Si è detto che finora non vi erano disposizioni legislative per concedere gli indennizzi non solo alle famiglie dei deceduti ma anche al personale (militare e civile) che si è ammalato e si è dovuto curare, in molti casi, a spese proprie (funerali compresi quando sopravveniva la morte). In tanti hanno dichiarato di essere stati completamente abbandonati dallo Stato e dalle Forze armate. Peraltro, quanto sopra affermato circa la legislazione vigente, non risponde a vero perché le leggi 308/81 e 280/91 prevedono che la speciale elargizione, nella modestissima cifra di 50 milioni di vecchie lire (così stabilita nel lontano anno 1977) sia concessa (vedasi ad es. art 1 della legge 280/91) anche al personale gravemente infortunato (apparentemente alle cosiddette categorie A e B come per esempio al personale ammalato di tumore).

Va tenuto presente che, invece, per gli infortunati e i morti del personale considerato di “serie A”, come – per esempio – le vittime di Nassiriya la speciale elargizione è stata concessa nella misura di circa 400 milioni di vecchie lire (a cui è da aggiungersi una somma simile per quanto riguarda il premio assicurativo).

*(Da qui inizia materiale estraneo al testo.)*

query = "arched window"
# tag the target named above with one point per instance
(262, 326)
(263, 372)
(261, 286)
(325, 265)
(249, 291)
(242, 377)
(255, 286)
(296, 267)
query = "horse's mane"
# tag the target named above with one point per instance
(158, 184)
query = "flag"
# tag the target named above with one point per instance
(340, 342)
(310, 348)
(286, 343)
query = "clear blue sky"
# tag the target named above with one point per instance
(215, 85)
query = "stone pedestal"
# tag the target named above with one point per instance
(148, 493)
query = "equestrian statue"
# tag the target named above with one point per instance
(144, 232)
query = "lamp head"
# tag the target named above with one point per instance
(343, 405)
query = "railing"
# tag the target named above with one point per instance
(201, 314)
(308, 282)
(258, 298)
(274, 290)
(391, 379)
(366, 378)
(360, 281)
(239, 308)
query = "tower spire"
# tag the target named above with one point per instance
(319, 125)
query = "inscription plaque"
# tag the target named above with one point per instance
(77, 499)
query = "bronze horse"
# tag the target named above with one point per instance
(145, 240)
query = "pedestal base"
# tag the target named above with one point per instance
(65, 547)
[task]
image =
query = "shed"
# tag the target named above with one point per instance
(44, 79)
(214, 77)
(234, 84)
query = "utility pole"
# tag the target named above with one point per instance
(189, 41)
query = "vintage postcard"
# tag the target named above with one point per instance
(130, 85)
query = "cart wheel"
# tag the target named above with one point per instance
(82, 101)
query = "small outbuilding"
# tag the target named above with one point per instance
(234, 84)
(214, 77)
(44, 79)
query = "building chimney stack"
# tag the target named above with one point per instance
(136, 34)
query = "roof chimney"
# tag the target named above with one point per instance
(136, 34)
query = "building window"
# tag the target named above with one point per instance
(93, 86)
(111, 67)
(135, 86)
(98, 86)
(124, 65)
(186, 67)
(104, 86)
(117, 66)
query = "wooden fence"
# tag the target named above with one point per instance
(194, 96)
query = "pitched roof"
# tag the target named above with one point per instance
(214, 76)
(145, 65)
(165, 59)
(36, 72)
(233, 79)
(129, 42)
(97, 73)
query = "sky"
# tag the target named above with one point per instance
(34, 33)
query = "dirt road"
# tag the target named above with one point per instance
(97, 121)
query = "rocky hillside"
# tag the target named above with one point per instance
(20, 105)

La legge 626/94 sulla sicurezza nel lavoro per tutti i cittadini italiani, è valida non solo nel campo civile ma anche in campo militare e le autorità militari avrebbero dovuto applicarla.

Viene nella relazione chiamata in causa per la concessione di indennizzi la condizione che deve esservi una “causa di servizio”. Ma per il militare che sta dormendo e gli crolla addosso una caserma non si può adottare il criterio della causa di servizio e perciò nelle citate leggi 308/81 e 280/91 era stata introdotta una diversa condizione per la concessione dell’indennizzo che prevedeva non la “causa di servizio” ma la condizione del trovarsi “in continuità di servizio”.

Per quanto riguarda l’ambiente è stato dimenticato quanto ha rilevato, ad esempio, l’Unep circa l’inquinamento di falde acquifere nei Balcani. E’ bene, ancora una volta, ricordare che il problema dell’uranio non riguarda solo i militari (che peraltro possono adeguatamente proteggersi con le apposite norme) ma riguarda in primo luogo i civili delle zone colpite che non hanno alcun modo di proteggersi. E così la fauna e il terreno.

Tra l’altro recenti studi inglesi hanno stabilito che le particelle di uranio possono arrivare anche a 2.500 miglia dal punto di esplosione. Dunque amplissimi territori sono coinvolti. Naturalmente in misura maggiore quelli in prossimità delle zone colpite da proiettili, bombe o missili. Circa la pericolosità dell’uranio è stata, erroneamente, presa in considerazione solo la pericolosità che è propria delle particelle all’atto dell’esplosione di un proiettile o altra arma contro un ostacolo solido laddove si sviluppano circa 3mila gradi di temperatura. Si è dimenticato, come invece chiaramente affermato nelle norme di protezione emanate in Usa fin dal 1984, inviate in Italia su canali Nato (copia è stata anche consegnata alla Commissione di inchiesta al Senato) che le particelle di uranio sotto forma dell’ossido di uranio che si forma sulla superficie del metallo sono pericolose anche alla temperatura ambiente, ad esempio nel maneggio delle armi. Ed è anche bene non dimenticare che abbiamo riscontrato vari casi di possibile contaminazione da uranio impoverito nel personale militare che ha operato in deposito di armi e nel personale che ha operato in depositi di vestiario, ritornato in Italia dalle zone di guerra. Queste sono solo alcune delle considerazioni che vengono in mente all’apprendere le conclusioni della Commissione di inchiesta anche se ve ne sarebbero moltissime altre, come ad esempio quelle derivanti da una lettura critica delle relazioni della Commissione Mandelli che contengono gravissimi errori e che hanno fuorviato grandemente la conoscenza del fenomeno.

Credo che sarebbe stato dovere della Commissione del Senato fare il suddetto esame critico ed accertare le relative responsabilità. Ma in fondo lo sapevamo già prima dell’inizio della relazione che l’uranio sarebbe stato assolto e che, quindi, nessuno è responsabile della morte o del grave stato di salute di tanti militari e civili, e della nascita di tanti bambini malformati. In sostanza una relazione “groviera” quanto al contenuto, fuorviante ed evasiva nella forma.